Ans.  The presumptive taxation scheme under Section 44AD can be opted by resident individuals, resident Hindu Undivided Families (HUFs), and resident partnership firms (excluding LLPs) who are engaged in any eligible business. The gross turnover or receipts of the business should not exceed Rs.2 crore (or Rs.3 crore if cash receipts are less than 5%) during the financial year. Professionals or businesses engaged in plying, hiring, or leasing of goods carriages are not eligible under Section 44AD.

Q2. What is the turnover limit to avail of Section 44AD for FY 2024-25?

Ans. For Financial Year 2024-25 (Assessment Year 2025-26), a business can opt for the scheme if the turnover does not exceed Rs.2 crore. However, the limit is extended to Rs.3 crore if cash receipts do not exceed 5% of total turnover. This higher limit is meant to encourage digital payments and reduce cash transactions in businesses.

Q3. What percentage of profit needs to be declared under Section 44AD of the Income Tax Act?

Ans. Under Section 44AD, income is presumed to be:

  • 8% of the turnover for cash receipts, and

  • 6% of the turnover for digital or non-cash receipts (like bank transfers, UPI, debit cards, etc.).

    This declared income is considered final, and no further deductions for expenses are allowed.

Q4. Is it mandatory to maintain books of accounts under Section 44AD?

Ans. No, it is not mandatory to maintain books of accounts if you opt for the presumptive taxation scheme under Section 44AD. The scheme is specifically designed to provide relief from the maintenance of detailed accounting records and avoid tax audits under Section 44AB, making compliance easier for small taxpayers.

Q5. What happens if a taxpayer opts out of Section 44AD before 5 years?

Ans. If a taxpayer voluntarily opts out of the presumptive taxation scheme before completing five consecutive assessment years, they cannot opt back into the scheme for the next five years. This restriction is laid down in Section 44AD(4).
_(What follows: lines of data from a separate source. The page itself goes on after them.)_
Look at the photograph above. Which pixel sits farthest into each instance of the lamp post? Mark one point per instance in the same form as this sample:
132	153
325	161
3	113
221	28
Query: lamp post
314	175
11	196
However, if the taxpayer becomes ineligible due to exceeding the turnover limit, the five-year bar does not apply.

Q6. Can professionals such as doctors or lawyers avail benefits of Section 44AD?

Ans. No, professionals such as doctors, lawyers, chartered accountants, architects, etc., cannot opt for Section 44AD. Instead, they may choose the presumptive taxation scheme under Section 44ADA, which allows them to declare 50% of their gross receipts as income if their total receipts are within Rs.75 lakh (Rs.50 lakh if cash receipts exceed 5%).

Q7. What return form should be used under Section 44AD and what is the due date?

Ans. Taxpayers opting for Section 44AD of the Income Tax Act should file their income tax return using Form ITR-4 (Sugam). The due date for filing the return is 31st July of the assessment year unless extended by the Income Tax Department. The entire advance tax (if applicable) must be paid by 15th March of the financial year to avoid interest penalties.